Then there’s the issue of litter urns. The old pillar-box-sized cast-iron municipal urns — emblazoned ‘SPQR’ for ‘The Senate and People of Rome’ — were removed en masse from the city centre after a terrorist group calling itself the Informal Federation of Anarchy left a bomb in one in 2010. Several dozen now stand forgotten, like a tribe of rusting Daleks, under the Belvedere on the Gianicolo hill. They were replaced by transparent plastic bags — which became hanging smorgasbords for the city’s razor-beaked seagulls. Raggi commissioned new seagull-proof steel bins, but so far they are a rarity.
A far more fundamental problem is one of Italy’s crumbling infrastructure, and the demands of environmental regulations. A gigantic landfill outside Rome called Malagrotta (‘evil grotto’) was Europe’s largest until the EU forced it to close in 2013 for poisoning the water table. Ever since the authorities of Rome have been trying to find alternative sites in the surrounding Lazio region to dump the city’s trash. The politicians of Lazio have resisted, unsurprisingly. The result is that in 2017 more than 70,000 tons of Roman trash had to be trucked to Zwentendorf in Austria for incineration. That left some 1.6 million tons to be disposed of locally.
For millions of Italians, rubbish has become a symbol of the dysfunction of the Italian state — and a focus for successive waves of popular anger, and the populist politicians who feed on it, from the now-collapsed Five Star Movement to the right-wing Liga and the Fratelli d’Italia. Former radio talk-show host Enrico Michetti won the first round of local elections in Rome after an endorsement by the Fratelli. Rachele Mussolini, a granddaughter of the fascist dictator, was elected by a landslide as a local councillor for the same party. ‘Someone needs to bring order to Italy,’ says Fratelli supporter Strada. ‘Everything is broken.’

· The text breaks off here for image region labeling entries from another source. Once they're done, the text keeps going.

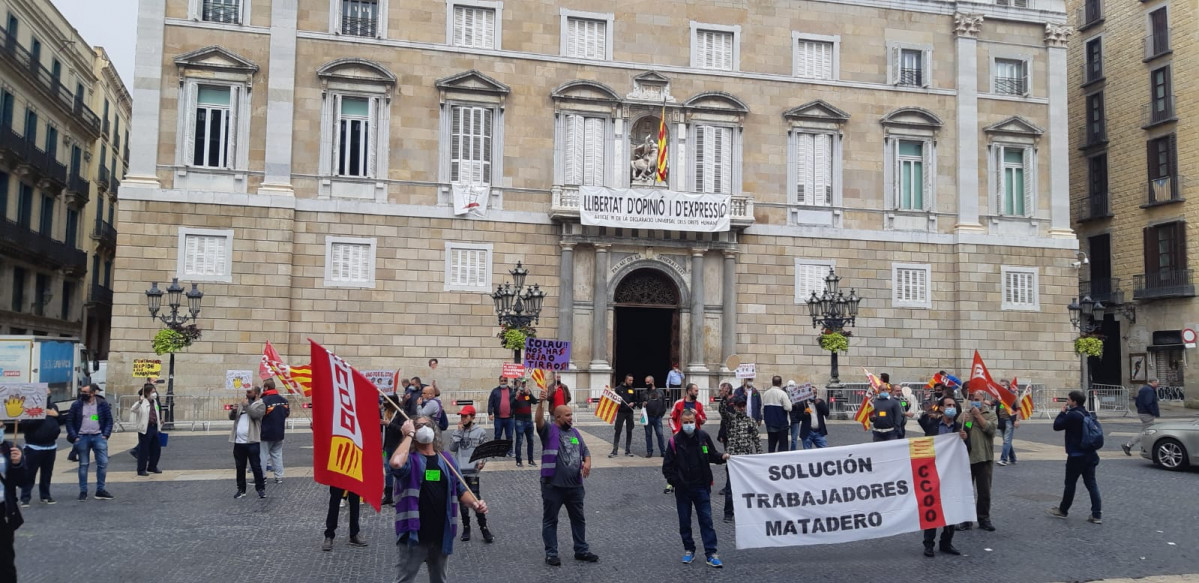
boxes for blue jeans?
[495,417,516,456]
[803,431,829,450]
[74,434,108,494]
[517,419,534,462]
[675,486,716,557]
[999,420,1016,463]
[645,415,667,456]
[541,482,588,557]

In the second round of the election last weekend, enough Romans ran scared of a Fratelli-backed candidate to elect centre-left former finance minister Roberto Gualtieri as their new mayor. It was a narrow victory for the old Italian political establishment. But if Gualtieri is to keep the forces of populism at bay he has to find a way to tackle Rome’s eternal rubbish problem. Perhaps he could ask the Pope to threaten litterbugs with excommunication?